A patent filed by Apple outlines a unique way of using facial recognition that’s energy-efficient and couples with a multi-user environment for devices like the iPad.
The patent outlines a very interesting way to implement a low-energy version of facial recognition alongside presence detection.
The problem with facial recognition is two-fold. First, analyzing images is computationally heavy work, which can hit a portable device’s battery hard. Secondly, for more reliable recognition, controlled lighting situations are necessary, which doesn’t work with portable devices since they’re used inside and outside. Apple is trying to solve both these problem with the patent.
How do they work around these problems? Well, possibly through focusing on a “high information” part of the face and picking out a few different and important features.

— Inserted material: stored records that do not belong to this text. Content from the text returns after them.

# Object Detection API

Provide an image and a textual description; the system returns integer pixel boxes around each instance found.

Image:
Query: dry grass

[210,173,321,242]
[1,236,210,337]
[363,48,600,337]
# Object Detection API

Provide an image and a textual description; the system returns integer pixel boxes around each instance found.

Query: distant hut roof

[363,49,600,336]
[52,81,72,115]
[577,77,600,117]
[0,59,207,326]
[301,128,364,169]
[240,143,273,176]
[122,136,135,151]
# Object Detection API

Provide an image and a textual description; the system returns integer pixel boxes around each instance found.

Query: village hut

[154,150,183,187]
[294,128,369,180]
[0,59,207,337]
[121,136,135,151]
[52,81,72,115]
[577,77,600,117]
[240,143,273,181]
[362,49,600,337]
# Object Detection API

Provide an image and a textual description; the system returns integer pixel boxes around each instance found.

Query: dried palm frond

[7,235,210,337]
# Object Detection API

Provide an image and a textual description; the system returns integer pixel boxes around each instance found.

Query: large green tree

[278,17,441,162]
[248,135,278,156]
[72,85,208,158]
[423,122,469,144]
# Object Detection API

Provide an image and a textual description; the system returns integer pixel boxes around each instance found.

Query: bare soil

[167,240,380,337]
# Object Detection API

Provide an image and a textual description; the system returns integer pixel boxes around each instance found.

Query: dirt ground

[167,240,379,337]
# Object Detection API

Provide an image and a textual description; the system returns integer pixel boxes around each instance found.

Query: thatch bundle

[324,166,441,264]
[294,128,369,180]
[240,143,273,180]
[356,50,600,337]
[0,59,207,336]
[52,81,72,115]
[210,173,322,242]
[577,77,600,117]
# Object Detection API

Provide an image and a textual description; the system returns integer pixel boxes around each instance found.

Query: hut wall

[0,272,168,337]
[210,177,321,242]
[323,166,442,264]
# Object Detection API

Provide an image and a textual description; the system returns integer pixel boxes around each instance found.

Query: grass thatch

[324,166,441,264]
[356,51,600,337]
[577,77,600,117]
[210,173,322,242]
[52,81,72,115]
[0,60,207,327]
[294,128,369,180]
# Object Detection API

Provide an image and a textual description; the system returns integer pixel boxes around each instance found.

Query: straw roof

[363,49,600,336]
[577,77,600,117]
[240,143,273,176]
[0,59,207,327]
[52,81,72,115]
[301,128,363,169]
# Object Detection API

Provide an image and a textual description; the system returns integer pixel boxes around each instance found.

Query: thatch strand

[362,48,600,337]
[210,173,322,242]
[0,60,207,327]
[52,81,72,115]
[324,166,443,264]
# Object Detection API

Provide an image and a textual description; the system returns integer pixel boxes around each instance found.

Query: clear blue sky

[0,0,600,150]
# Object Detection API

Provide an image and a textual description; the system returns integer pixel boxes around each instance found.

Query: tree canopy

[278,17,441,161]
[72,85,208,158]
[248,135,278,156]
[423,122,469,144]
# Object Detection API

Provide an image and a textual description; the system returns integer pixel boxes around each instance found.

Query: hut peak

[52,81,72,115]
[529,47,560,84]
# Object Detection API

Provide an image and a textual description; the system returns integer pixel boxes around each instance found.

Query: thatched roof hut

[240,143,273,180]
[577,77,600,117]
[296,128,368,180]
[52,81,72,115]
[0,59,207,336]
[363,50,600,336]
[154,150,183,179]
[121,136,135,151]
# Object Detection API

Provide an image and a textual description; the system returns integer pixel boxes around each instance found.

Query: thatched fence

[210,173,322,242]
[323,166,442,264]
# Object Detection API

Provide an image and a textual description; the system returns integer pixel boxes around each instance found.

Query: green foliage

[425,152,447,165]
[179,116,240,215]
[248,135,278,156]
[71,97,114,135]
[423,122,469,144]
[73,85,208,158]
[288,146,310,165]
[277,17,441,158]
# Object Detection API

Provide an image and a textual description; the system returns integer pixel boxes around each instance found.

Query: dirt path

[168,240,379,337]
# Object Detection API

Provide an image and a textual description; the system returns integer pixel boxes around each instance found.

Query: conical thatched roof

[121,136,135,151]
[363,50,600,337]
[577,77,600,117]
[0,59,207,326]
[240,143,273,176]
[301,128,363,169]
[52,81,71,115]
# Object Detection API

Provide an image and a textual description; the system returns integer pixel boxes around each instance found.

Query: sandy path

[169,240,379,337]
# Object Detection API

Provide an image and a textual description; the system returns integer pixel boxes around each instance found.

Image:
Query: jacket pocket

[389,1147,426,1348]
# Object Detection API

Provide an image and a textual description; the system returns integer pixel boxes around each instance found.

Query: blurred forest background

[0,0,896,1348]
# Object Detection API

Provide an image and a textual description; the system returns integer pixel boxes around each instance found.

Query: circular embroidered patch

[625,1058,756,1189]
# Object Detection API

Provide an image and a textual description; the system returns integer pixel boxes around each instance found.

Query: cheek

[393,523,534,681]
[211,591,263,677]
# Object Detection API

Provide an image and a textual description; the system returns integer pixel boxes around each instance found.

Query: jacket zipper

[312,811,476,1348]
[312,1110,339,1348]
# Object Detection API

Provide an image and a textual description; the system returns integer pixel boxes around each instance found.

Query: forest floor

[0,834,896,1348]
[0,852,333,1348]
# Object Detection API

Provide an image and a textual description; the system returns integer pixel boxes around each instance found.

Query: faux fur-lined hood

In some cases, the high information portion includes eyes and a mouth. In some other cases, the high information portion further includes a tip of a nose. Processing the captured image could include detecting a face within the captured image by identifying the eyes in an upper one third of the captured image and the mouth in the lower third of the captured image.
[…] Additionally, processing the captured image could further include vertically scaling a distance between an eyes-line and the mouth of the detected face to equal a corresponding distance for the face in the reference image in order to obtain the normalized image of the detected face.
By narrowing the relevant focus for criteria, that cuts down on the computational issues. Then, focusing on specific points as criteria to compare to the reference photo (captured when setting up facial recognition) will further make the process more efficient than traditional feature correlation matching.
Because this implementation is energy-efficient, this could be active all the time. Feasibly, you could bring your iPhone out of stand-by, point the camera at you and it would automatically unlock, not unlike how it works on Android. The difference lies in the computationally inexpensive method used.
Apple also outlines how this could be used in conjunction with a previous patent they filed for presence detection. Presence detection uses various types of radiation emission – such as sound, light, or radio waves – to detect the presence and distance of someone nearby similarly to how sonar/radar works. This could automatically activate the component that works with facial recognition, and then unlock your device and prepare it for you.
Another big feature of this patent is that facial recognition could be used to identify one of many users that are configured with an iOS device. It could then load that user’s personal configuration.
For example, to comply with such personalized configurations, the iOS device could modify screen saver slide shows or other appliance non-security preferences.
An iPad could be configured to work with a family, and each person’s settings – such as wallpaper, application data, and so forth – could be brought up upon unlocking.
Lastly, the patent looks at the fact that Apple’s implementation could tap into the GPU to minimize computational overhead, and that it could potentially be used to see how attentive a person is to the device. This last piece would probably be used to prevent photos from successfully unlocking the device (like what happens with Android devices). The patent explicitly mentions that it would work with MacBook (and desktop Mac OS X) as well as iOS devices like iPhone, iPod Touch, and iPad.